Meine Freundin und Angestellte Rae Kelleher und mein Ex-Schwager, der
Country-Music-Star Ricky Savage, gaben sich am Terrassengeländer das Jawort,
mit dem funkelnden Pazifik im Hintergrund. Dann spielte die Band den Titelsong
seines neuen Albums — Red, eigens als Hochzeitsüberraschung für Rae
geschrieben und aufgenommen — , und die Leute vom Party-Service gingen mit
unerschöpflichen Mengen Sekt und Bergen von Meeresfrüchten, Kaviar und warmen
Hors d’œuvres herum; wir schwelgten wie im Schlaraffenland. Die Hochzeitstorte —
unüblicherweise aus Schokolade — war, kaum vom Brautpaar angeschnitten, auch
schon ziemlich dezimiert. Selbst die sechs Kinder aus Rickys Ehe mit meiner
Schwester Charlene, die anfangs eher gedämpft auf dieses neue Glück reagiert
hatten, lebten zusehends auf und entfalteten bald die verschiedenen
Verhaltensweisen, die ihnen den Spitznamen Little Savages, die kleinen Wilden,
eingetragen hatten.
    Als es für Rae Zeit war, das Brautkleid
gegen Reisekleidung einzutauschen, ging ich mit ihr nach drinnen, um meine
letzte Brautjungfernpflicht zu erfüllen — dafür zu sorgen, dass sie und Ricky
ihren Flug nach Paris in die Flitterwochen nicht verpassten. Das Telefon
klingelte, und sie sagte: »Geh doch mal dran. Ich bin groß genug, um mich
allein umzuziehen.« Also war ich zum Wohnzimmerapparat hinuntergegangen und
hatte abgenommen.
    Und meine Welt war ins Trudeln geraten.
    Jetzt fasste ich mir ans Haar, befühlte
das Herbstblumenkränzchen, das ich trug. Es war welk. Mein Kleid, ein seidenes
Gewirbel aus ähnlichen Farbtönen, war zerknittert, und ich war barfuß, weil ich
getanzt hatte. Unten auf der Terrasse hatte die Band jetzt zu spielen
aufgehört, und die Leute strömten langsam herein. Bald würden sie die Treppenstufen
hinaufkommen, um das Brautpaar aufbrechen zu sehen, und ich musste parat stehen
und lächeln, wenn Rae mir den Brautstrauß zuzuwerfen versuchte.

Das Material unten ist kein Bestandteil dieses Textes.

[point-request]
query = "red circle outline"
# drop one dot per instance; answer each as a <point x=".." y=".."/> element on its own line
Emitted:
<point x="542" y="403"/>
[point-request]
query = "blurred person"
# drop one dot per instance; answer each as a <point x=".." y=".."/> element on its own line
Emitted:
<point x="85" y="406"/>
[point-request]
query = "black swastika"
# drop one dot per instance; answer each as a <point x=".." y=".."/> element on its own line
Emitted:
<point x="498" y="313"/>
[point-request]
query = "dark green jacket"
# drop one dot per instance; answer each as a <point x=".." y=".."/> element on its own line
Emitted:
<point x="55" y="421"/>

    »Gott, wie schaffe ich das?«, flüsterte
ich.
    Hinter mir hörte ich Schritte und
Stimmen. Das Zimmer füllte sich, aber ich stand erstarrt da. Ich musste mich zusammenreißen und umdrehen.

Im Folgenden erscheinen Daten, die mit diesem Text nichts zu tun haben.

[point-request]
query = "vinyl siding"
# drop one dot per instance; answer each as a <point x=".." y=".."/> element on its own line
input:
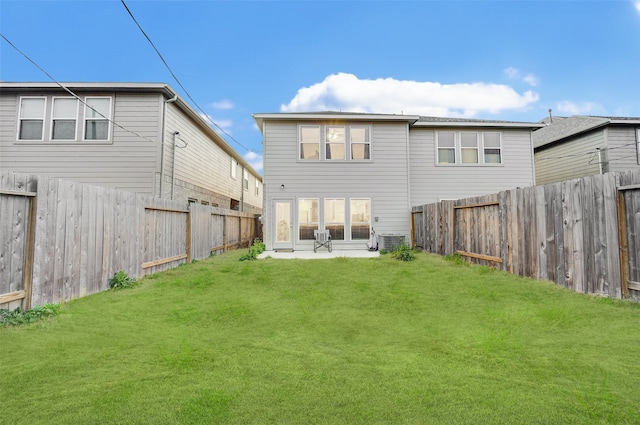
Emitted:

    Du hast viel Schlimmeres überstanden,
McCone. Tu einfach, als wäre nichts. Tu so, als hättest du den Hörer nie
abgenommen; verdirb Rae und Ricky diesen Moment nicht. Später ist noch Zeit
genug, es ihnen beizubringen.
    Ich straffte mich, beherzigte meine
eigenen Ermahnungen und wandte mich den Leuten zu. Alle redeten und lachten,
aber die Geräusche wirkten seltsam gedämpft. Ich entdeckte Rickys Jüngste,
Lisa, mit einem Batzen Zuckerguss auf der Backe. Mein Büroleiter Ted Smalley
und sein Lebensgefährte Neil Osborne sahen schmuck aus in ihren Westenanzügen
und mit ihren wilden Krawatten. Meine Anwaltsfreunde Anne-Marie Altmann und
Hank Zahn hielten ihre Adoptivtochter Habiba Hamid an den Händen — der Beweis,
dass einige Familien, und seien sie noch so ungewöhnlich zusammengesetzt, doch
funktionierten. Und da war Hy Ripinsky, sozusagen meine bessere Hälfte...
    Hy redete gerade mit Rickys Manager,
Kurt Girdwood, und bemerkte mich nicht. Ich drehte mich schnell weg, ging in
Richtung der Treppe, die Rae und Ricky jeden Moment herunterkommen würden. Hy
durfte mich jetzt nicht sehen; er würde sofort merken, dass etwas nicht
stimmte. In all den Jahren, die wir jetzt zusammen waren, hatte ich nicht ein
einziges Mal vor ihm verbergen können, wie mir zumute war.
    Jemand klopfte mir auf die Schulter:
Mick Savage, Rickys Ältester und der Computerexperte meiner Detektei. Sein
blondes Haar war zerzaust, und er hatte Spuren von knallrotem Lippenstift am Mund.